Após uma infecção, vírus da herpes permanecem no corpo e não causam nenhum problema enquanto o sistema imunológico estiver em estado de alerta. Mas uma infecção por covid-19 liga as defesas o suficiente para reativar o vírus.
“Pudemos observar essa reativação em uma parte dos pacientes”, observa Iwasaki.
Scheibenbogen também acredita na possibilidade de que a reativação dos vírus seja outra razão pela qual as pessoas desenvolvem síndrome da fadiga crônica.
Danos permanentes
Quanto mais grave for a infecção de covid-19 aguda, maior é a probabilidade de danos permanentes causados por sintomas oriundos da covid longa, explica Iwasaki, sobre a quarta hipótese que os pesquisadores estão investigando.
“Os quatro processos biológicos podem ocorrer individualmente, sequencialmente ou em conjunto”, diz a imunologista.
Mas distingui-los com base em biomarcadores é importante para tratar adequadamente as pessoas afetadas.
E essa é a questão que mais preocupa os pesquisadores: como ajudar os pacientes que sofrem com consequências da covid por muito tempo?
Vacinação reduz o risco de covid longa
“Covid longa é mais um motivo para se vacinar”, reforça o epidemiologista Michael Edelstein, da Universidade Bar-Ilan, em Ramat Gan, Israel.
Ele diz que a vacina evita de maneira segura formas graves da doença e diminui riscos de danos permanentes.
“As meta-análises mostram que o risco de contrair covid longa [em pessoas vacinadas] é reduzido em cerca de 25% a 30%”, argumenta Edelstein, que, ao mesmo tempo, admite que a vacinação não é a solução definitiva para o problema.
Por isso, os cientistas querem mais esforços e dinheiro investidos em pesquisas de covid longa, a fim de esclarecerem as muitas questões ainda em aberto sobre o tema.
Por exemplo, que influência tem a data da vacinação e o número de doses? Quais medicamentos já disponíveis no mercado podem ser usados para tratar pacientes com covid longa? E por que algumas pessoas desenvolvem sintomas similares aos de covid longa após a vacinação?
A fim de se aproximarem da resposta dessa última pergunta, Iwasaki e sua equipe estão atualmente elaborando um estudo.

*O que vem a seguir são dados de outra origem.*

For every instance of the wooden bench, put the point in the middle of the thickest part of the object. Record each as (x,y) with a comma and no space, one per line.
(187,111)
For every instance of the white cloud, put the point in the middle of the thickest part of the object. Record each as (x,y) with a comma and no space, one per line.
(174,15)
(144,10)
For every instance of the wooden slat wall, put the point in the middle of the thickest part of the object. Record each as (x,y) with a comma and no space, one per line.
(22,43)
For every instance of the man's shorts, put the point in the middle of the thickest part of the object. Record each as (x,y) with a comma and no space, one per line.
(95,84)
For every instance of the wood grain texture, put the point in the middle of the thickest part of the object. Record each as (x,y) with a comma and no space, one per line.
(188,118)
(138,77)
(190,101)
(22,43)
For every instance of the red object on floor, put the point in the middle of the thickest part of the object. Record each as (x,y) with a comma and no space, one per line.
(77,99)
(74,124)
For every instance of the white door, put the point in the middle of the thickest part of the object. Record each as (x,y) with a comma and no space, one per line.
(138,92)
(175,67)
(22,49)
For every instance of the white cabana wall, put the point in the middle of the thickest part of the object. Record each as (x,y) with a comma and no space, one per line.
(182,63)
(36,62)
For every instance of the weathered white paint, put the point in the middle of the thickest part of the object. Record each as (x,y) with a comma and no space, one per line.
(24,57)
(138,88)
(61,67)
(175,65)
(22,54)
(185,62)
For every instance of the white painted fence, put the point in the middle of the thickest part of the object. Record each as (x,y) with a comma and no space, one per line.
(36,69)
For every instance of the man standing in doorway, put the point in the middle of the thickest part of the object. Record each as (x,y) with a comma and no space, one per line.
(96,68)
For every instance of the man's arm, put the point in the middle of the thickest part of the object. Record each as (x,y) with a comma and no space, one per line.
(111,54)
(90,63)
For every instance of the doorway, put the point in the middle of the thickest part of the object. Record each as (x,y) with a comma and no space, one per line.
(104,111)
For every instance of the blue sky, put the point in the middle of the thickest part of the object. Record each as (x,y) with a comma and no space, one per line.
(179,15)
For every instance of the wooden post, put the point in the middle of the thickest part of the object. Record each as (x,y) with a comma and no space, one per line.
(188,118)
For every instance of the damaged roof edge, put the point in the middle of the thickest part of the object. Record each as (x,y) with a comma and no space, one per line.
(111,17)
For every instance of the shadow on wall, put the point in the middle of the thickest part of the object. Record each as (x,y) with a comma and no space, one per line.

Covid longa não é psicossomática
Apesar de muitos questionamentos ainda pendentes, uma constatação os especialistas têm como certa: sintomas de covid longa não têm conexão com a psique como causa.
É claro que, uma vez que o problema pode ser um empecilho no cotidiano das pessoas afetadas, os fenômenos psicossomáticos podem ser uma consequência, uma comorbidade, mas nada além disso.
“As características imunológicas descritas podem prever a covid longa com precisão de 96%. Não há motivo para citar doença psicossomática como causa”, diz Iwasaki sobre os resultados de um estudo do qual ela participou, mas ainda não foi revisado.
Na realidade, os pesquisadores acreditam que essa suposta conexão entre covid longa e a psique como uma de suas causas seria prejudicial por dificultar tanto o trabalho dos médicos quanto a busca por terapia apropriada por parte dos enfermos.